Deji Bryce Olukotun, a Nigerian-American science fiction writer whose work has been described as “AfricanFuturist,” will deliver the inaugural April Selley Memorial Lecture on Wednesday, March 3, at 5 p.m.
Olukotun is the author of After the Flare, a novel about a world reordered by a catastrophic solar flare. Electrical grids are crippled and cyberattacks have paralyzed all communication. The book touches on a wide range of topics including post-colonial studies, Boko Haram, the Nigerian space program, gender, race and science.

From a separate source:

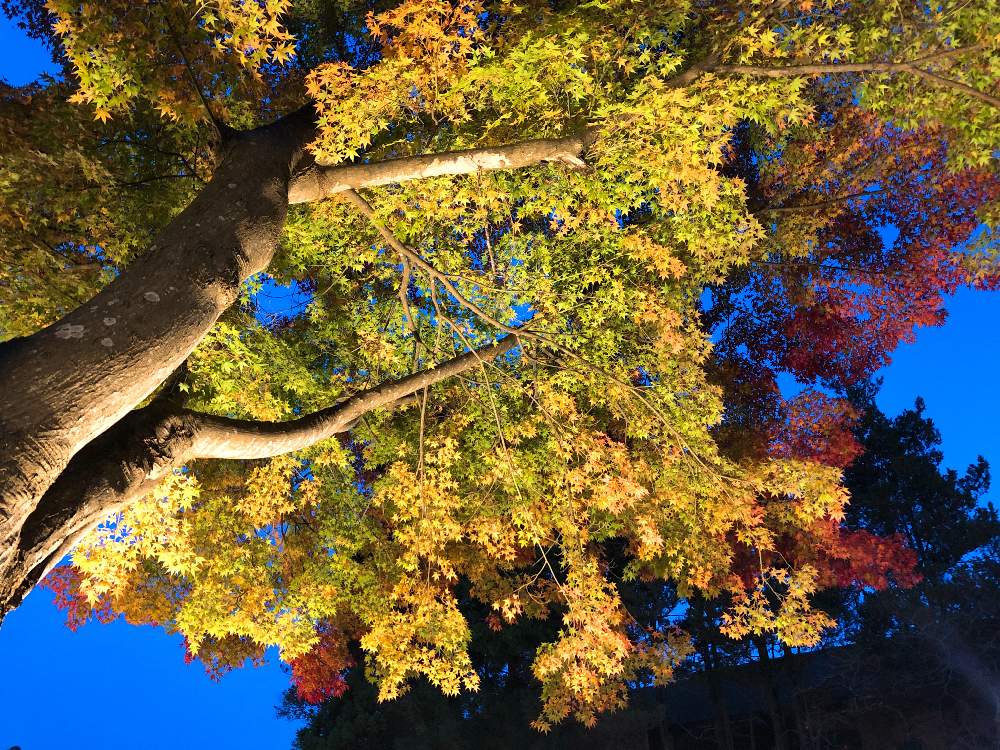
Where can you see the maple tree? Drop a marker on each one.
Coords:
(505, 218)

His debut novel, Nigerians in Space, follows an international arc as a Nigerian immigrant geologist sets out to obtain rocks from the moon’s surface.
Another Nigerian-American author, Nnedi Okorafor, offers a definition of AfricanFuturism. “[It] is a sub-category of science fiction. It is more deeply rooted in African cultures, histories, and mythologies. It does not privilege or center the West. It is concerned with visions of the future and is centered on and written by people of African descent. It is rooted first and foremost in Africa.”
The lecture honors the memory of April Selley, a devoted English professor and writer who instilled in students her joy of literature and the craft of creative writing. She passed away in 2016. The talk in sponsored by Union’s English Department and coordinated by Robyn Reed, associate librarian, and Prof. Hugh Jenkins.